Timothy Silverstein Ronald J. Tanski - Chief Executive Officer, President and Chief Operating Officer Matthew D. Cabell - Senior Vice President and President of Seneca Resources Corporation David P. Bauer - Principal Financial Officer and Treasurer.

Analysts

Holly Stewart - Howard Weil Incorporated, Research Division Timm A. Schneider - ISI Group Inc., Research Division Carl L. Kirst - BMO Capital Markets U.S..

Operator

Good day, ladies and gentlemen, and welcome to the First Quarter 2014 National Fuel Gas Company Earnings Conference Call. My name is Philip, and I will be your operator for today. [Operator Instructions] As a reminder, this conference is being recorded for replay purposes. I would now like to turn over the conference over to your host for today, Mr.
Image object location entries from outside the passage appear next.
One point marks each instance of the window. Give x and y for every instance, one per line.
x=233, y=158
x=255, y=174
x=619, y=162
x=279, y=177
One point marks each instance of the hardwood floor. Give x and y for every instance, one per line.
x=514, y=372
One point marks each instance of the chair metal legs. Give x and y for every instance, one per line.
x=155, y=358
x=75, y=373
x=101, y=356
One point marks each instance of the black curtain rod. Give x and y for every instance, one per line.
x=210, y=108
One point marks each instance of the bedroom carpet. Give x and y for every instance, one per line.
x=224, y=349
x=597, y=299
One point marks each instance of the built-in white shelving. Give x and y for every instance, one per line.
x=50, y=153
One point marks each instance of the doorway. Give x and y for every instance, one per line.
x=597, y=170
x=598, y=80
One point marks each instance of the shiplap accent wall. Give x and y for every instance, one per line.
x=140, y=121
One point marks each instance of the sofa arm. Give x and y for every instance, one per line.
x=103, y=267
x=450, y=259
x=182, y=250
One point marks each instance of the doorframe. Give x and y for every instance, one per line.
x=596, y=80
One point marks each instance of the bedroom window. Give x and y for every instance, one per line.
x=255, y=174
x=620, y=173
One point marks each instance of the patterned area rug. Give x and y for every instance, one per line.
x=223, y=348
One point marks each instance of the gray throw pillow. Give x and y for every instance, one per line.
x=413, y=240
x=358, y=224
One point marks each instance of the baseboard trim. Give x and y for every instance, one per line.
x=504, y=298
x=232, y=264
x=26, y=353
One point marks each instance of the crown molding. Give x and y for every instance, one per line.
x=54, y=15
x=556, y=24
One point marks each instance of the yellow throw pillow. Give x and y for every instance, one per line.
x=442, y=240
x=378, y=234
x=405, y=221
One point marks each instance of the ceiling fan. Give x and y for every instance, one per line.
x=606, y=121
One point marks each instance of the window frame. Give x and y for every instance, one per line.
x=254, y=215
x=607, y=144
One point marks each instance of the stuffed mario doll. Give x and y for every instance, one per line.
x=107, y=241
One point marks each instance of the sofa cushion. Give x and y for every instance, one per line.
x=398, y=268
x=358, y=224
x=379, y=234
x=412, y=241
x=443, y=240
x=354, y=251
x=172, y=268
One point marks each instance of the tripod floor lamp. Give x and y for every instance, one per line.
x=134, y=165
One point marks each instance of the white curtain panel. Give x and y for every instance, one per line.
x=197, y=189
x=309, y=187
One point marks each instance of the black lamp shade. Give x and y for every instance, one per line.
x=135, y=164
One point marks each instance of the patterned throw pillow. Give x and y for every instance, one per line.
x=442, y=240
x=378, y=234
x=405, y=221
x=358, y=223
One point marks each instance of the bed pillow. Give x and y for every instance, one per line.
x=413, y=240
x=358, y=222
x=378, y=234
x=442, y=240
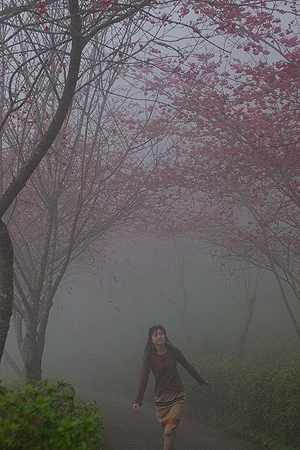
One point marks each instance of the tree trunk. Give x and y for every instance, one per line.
x=245, y=330
x=13, y=365
x=6, y=284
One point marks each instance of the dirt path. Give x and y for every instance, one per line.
x=127, y=430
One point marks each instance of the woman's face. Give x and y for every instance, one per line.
x=158, y=337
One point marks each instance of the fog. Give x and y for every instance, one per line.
x=102, y=313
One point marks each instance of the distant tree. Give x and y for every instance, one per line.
x=46, y=58
x=233, y=178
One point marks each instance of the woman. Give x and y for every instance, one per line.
x=161, y=358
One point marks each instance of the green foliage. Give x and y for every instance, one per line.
x=255, y=400
x=47, y=417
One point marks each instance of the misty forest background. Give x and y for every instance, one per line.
x=150, y=174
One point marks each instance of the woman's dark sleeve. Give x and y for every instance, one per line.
x=144, y=379
x=191, y=369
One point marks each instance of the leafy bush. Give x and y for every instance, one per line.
x=48, y=417
x=255, y=400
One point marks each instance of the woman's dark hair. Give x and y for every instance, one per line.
x=150, y=347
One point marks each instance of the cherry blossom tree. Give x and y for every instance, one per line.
x=234, y=178
x=46, y=57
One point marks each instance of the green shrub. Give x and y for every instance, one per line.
x=48, y=417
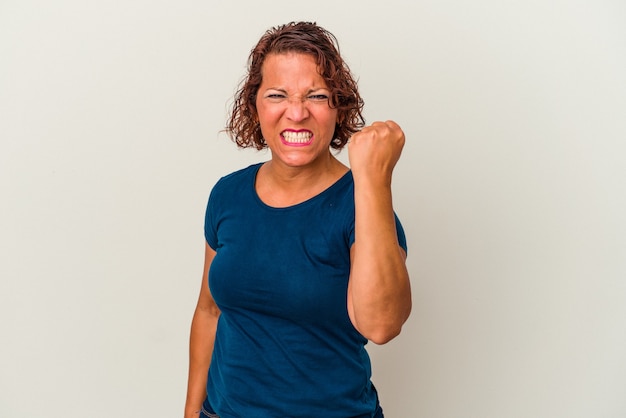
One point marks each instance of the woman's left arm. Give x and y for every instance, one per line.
x=379, y=290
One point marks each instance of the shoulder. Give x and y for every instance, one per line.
x=239, y=178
Tim Silverstein, Director of Investor Relations. Please proceed, sir..

Timothy Silverstein Chief Financial Officer & Treasurer

Thank you, Philip, and good morning. We appreciate you joining us on today's conference call for a discussion of last evening's earnings release.

With us on the call from National Fuel Gas Company are Ron Tanski, President and Chief Executive Officer, Dave Bauer Treasurer and Principal Financial Officer; and Matt Cabell, President of Seneca Resources Corporation. At the end of the prepared remarks, we will open the discussion to questions.

This morning, we posted a new slide deck to our Investor Relations website. We may refer to it during today's call. We would like to remind you that today's teleconference will contain forward-looking statements.

While National Fuel's expectations, beliefs and projections are made in good faith and are believed to have a reasonable basis, actual results may differ materially. These statements speak only as of the date on which they are made, and you may refer to last evening's earnings release for a listing of certain specific risk factors.

With that, we will begin with Ron Tanski..

Ronald J. Tanski

Well, thanks, Tim, and good morning, everyone. Well, we started our fiscal 2014 with an excellent first quarter. Aside from a few items that Dave Bauer will give us more details about later in the call, the quarter was generally in line with our internal expectations.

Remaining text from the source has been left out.